Israeli Inflation Turns out Higher than Forecast in February2 min read
On Wednesday, the Central Bureau of Statistics said that the annual inflation in Israel in the month of February had declined to 5.2% from 5.4% in January.
However, it had quickened at a faster rate that had been forecasted, which would add more pressure on the Bank of Israel to deliver yet another interest rate hike in the next month.
There was a 0.5% in the consumer price index (CPI) in February, which is considered a measure of inflation tracking the household goods’ average cost.
This was higher than the 0.3% expectations of analysts and meant that annual inflation came down from 5.4% in January to 5.2% in February, while expectations had put it at 5%.
The cost of fresh fruit and vegetables recorded a 3.8% increase in February, a 0.9% increase was seen in culture and entertainment costs, while transportation and housing rose by 0.5% and 0.4%, respectively.
The statistics bureau revealed that the cost of communication and that of footwear and clothing had recorded declines of 0.9% and 3.3%, respectively.
There was a 4.4% increase in rents on contracts’ renewal, while a 7.5% increase was recorded in rents on new tenants’ contracts.
The central bank
Even though the inflation in February was the lowest figure recorded since October, it is still significantly higher than the target range of the government, which is between 1% and 3%.
This is despite the measures the Bank of Israel has implemented in order to bring down inflation.

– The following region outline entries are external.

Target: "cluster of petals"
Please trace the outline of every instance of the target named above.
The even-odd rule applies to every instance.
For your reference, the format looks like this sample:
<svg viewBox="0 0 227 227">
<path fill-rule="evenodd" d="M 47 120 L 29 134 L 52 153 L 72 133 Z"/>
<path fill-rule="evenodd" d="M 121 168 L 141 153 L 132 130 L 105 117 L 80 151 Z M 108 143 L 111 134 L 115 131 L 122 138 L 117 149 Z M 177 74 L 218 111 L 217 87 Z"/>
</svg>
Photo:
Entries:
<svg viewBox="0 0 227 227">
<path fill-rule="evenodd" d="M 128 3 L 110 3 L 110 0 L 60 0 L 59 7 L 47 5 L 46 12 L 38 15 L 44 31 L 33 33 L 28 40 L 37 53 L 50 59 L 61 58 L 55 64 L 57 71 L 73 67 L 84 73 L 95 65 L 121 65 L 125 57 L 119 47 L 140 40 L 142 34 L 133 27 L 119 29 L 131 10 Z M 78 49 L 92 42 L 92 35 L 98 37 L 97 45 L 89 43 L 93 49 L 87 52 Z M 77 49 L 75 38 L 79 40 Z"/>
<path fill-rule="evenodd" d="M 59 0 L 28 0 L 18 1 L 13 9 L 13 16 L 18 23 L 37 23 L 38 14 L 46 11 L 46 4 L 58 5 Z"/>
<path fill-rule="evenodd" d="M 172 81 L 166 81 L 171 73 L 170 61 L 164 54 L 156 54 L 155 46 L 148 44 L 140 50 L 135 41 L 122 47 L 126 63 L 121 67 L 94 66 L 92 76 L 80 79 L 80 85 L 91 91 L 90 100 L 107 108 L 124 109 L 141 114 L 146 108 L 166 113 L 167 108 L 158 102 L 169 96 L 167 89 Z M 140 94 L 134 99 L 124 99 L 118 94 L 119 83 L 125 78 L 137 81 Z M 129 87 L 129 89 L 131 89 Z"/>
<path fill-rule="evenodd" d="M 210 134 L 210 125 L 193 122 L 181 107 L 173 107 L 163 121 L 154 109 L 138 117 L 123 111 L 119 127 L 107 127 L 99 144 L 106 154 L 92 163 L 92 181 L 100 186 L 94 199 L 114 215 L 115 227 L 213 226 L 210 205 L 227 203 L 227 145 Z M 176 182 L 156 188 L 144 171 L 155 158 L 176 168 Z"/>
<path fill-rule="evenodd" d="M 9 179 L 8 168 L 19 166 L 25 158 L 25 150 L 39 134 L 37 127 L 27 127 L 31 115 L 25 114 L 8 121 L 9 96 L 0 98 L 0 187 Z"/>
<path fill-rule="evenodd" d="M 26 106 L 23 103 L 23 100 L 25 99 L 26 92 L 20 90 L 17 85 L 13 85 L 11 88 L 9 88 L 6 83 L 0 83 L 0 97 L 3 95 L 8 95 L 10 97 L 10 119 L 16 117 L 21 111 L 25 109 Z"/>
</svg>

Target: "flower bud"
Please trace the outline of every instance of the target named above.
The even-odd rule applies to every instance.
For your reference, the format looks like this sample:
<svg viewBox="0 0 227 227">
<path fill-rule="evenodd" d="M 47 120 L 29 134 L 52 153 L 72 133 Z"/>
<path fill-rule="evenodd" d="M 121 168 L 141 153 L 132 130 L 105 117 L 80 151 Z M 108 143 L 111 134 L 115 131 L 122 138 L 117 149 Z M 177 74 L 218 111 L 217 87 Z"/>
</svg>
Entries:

Over the last year, the central bank has been steadily delivering interest rate hikes.
Last April, the interest rate had stood at a record low of 0.1%, but it has been lifted to 4.25%, which is the highest it has been since 2008.
All of this has been done for the sole purpose of bringing down price growth. The last rate hike of 50 basis points was delivered in February.
The monetary policy committee of the Bank of Israel will announce its decision about the next interest rate movement in its meeting on April 3rd.
In an interview on Tuesday, Amir Yaron, the Governor of the Bank of Israel, said that they were determining to bring down inflation to the bank’s target.
He said that if they had to continue delivering interest rate hikes to do so, then that is what they will do. He added that the investment and growth in the high-tech sector has allowed the economy to thrive.
Yaron said that it would take a bit more pain for them to be able to reduce inflation. He said that pain is involved because there are a lot of mortgages directly tied down to the interest rate.
According to economists, the central bank is likely to deliver another interest rate hike in April of 25 basis points, or 50 basis points.
This would depend on the rate hikes that would be delivered by other global central banks in the coming week. Inflation is also expected to continue hovering close to the 5% mark in the next few months.